In re Estate of Joseph Maguru Kanyuguti (Deceased) [2019] KEHC 4086 (KLR) | Succession Of Estates | Esheria

In re Estate of Joseph Maguru Kanyuguti (Deceased) [2019] KEHC 4086 (KLR)

Full Case Text

REPUBLIC OF KENYA

IN THE HIGH COURT AT EMBU

SUCCESSION CAUSE NO. 350 of 2007

IN THE MATTER OF THE ESTATE OF JOSEPH MAGURU KANYUGUTI (DECEASED)

JULIA GICUKU KATHII…………...…….………..……1ST APPLICANT

MARGARET RWAMBA MURIITHI……………….….2ND APPLICANT

VERSUS

ISAAC NJAGI NJERU………………….…………….1ST RESPONDENT

APHIJA IGOKI NJERU………………………...……2ND RESPONDENT

R U L I N G

A. Introduction

1. This ruling pertains to the Amended Summons dated 18/10/2016, which seeks amongst others enjoinment of the applicants in this succession cause, review or setting aside of orders issued on the 28/06/2008, dismissal of the application dated 24/04/2008 and revocation of the grant of the letters of administration issued in this succession cause.

2. The applicants states that they are beneficiaries of the deceased in conjunction with the respondents. The applicants state that the 2nd respondent vide an application dated 27/02/1997 managed to secure court orders, issued on the 11/04/2007, that were to the effect that the suit property Kyeni/Mufu/1964 be subdivided into three (3) portions consisting of 3. 40 acres for each house of the deceased.

3. The applicants’ further state that they were never parties to any application for confirmation of grant and neither were they aware of the proceedings that led to the subdivision of the suit property.

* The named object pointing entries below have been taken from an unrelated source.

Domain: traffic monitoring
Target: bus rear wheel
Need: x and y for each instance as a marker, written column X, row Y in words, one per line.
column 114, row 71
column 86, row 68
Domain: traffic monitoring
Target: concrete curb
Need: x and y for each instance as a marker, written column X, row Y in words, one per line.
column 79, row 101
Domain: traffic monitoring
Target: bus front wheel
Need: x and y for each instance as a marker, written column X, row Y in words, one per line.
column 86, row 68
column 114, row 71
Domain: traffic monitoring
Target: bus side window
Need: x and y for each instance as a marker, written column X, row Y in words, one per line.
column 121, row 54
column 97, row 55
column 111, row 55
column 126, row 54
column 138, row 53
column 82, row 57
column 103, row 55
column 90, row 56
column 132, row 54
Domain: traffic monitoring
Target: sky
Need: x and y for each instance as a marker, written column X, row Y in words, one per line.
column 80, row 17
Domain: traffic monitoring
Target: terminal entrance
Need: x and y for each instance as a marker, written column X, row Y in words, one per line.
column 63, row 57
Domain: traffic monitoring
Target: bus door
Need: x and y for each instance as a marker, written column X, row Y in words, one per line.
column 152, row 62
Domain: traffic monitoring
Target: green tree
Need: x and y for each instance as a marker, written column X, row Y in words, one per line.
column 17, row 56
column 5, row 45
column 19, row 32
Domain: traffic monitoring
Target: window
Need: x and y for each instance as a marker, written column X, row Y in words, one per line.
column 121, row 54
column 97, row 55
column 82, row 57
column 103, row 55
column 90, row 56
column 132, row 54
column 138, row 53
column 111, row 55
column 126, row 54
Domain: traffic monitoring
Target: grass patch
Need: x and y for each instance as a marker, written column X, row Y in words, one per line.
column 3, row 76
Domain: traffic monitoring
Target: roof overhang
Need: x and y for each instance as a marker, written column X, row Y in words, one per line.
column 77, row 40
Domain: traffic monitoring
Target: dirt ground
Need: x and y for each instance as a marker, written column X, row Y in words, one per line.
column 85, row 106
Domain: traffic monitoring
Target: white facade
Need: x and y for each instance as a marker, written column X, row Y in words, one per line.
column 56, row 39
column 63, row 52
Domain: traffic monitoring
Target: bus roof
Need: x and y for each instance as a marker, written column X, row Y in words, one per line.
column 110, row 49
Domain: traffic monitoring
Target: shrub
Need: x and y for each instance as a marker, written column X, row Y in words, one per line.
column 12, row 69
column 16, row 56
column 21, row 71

4. In rejoinder, the 2nd respondent filed a replying affidavit dated 13/2/2017 in which she stated that she was a daughter in-law to the 1st wife of the deceased and that she was bequeathed the share of the suit property of the eldest wife. It is her case that the 1st respondent is the biological brother to the applicants who kept them abreast of the proceedings in this succession cause and further that the applicants and the 1st respondent being children of the deceased 2nd wife were entitled to their share of the deceased’s estate bequeathed to their mother.

5. The 2nd respondent further stated the issues being raised by the applicants were addressed by this court in previous applications dated 11/10/2012 and 3/12/2012 and as such the application before court is an attempt to evict the 2nd respondent from the suit land.

B. Applicant’s Submissions

6. It is the applicants’ submission that the deceased’s property was distributed by a mere court order and not through the normal rigorous of probate proceedings and as such the said orders should be set aside. Further the applicants submit that they were never involved in any of the proceedings despite being beneficiaries of the deceased.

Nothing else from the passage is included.